Lo stato di perdurante siccità del distretto della Pianura Padana, con il fiume Po che a marzo ha già raggiunto i livelli che l’anno scorso aveva toccato solo a fine luglio, ha fatto scattare l’allarme per gli incendi boschivi in Emilia-Romagna, in particolare in provincia di Piacenza, dove da alcuni giorni la situazione ha iniziato a destare qualche preoccupazione.
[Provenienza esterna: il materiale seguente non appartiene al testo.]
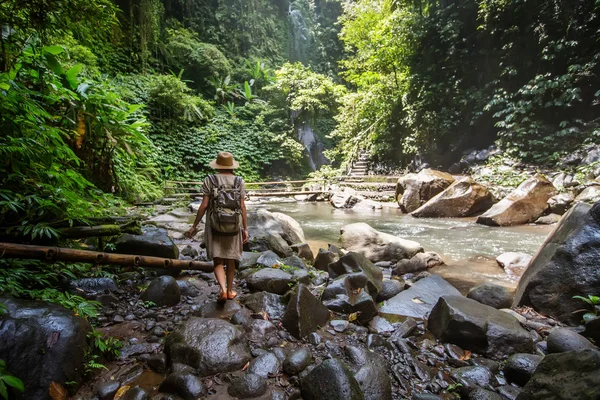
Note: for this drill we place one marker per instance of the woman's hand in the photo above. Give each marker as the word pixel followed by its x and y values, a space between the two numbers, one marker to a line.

In Valperino, nella parte dell’Appennino piacentino che degrada verso la Liguria, sono già andati in fumo circa 100 ettari di foreste in pochi giorni. Per cercare di limitare i danni sono al lavoro i vigili del fuoco, la Protezione civile, i volontari e le forze dell’ordine, e sono stati attivati anche i Canadair per lo spegnimento degli incendi.
Sono due i problemi principali da affrontare: la secca dei bacini idrici, che rende complicato l’approvvigionamento di acqua per spegnere le fiamme, e appunto la siccità: nella zona non piove da più di tre mesi (l’osservatorio permanente dell’Autorità distrettuale del fiume Po sulle crisi idriche ha registrato una striscia di 107 giorni senza precipitazioni significative nel comprensorio padano) e il terreno arido, in combinazione con il vento, favorisce il propagarsi delle fiamme a grandissima velocità.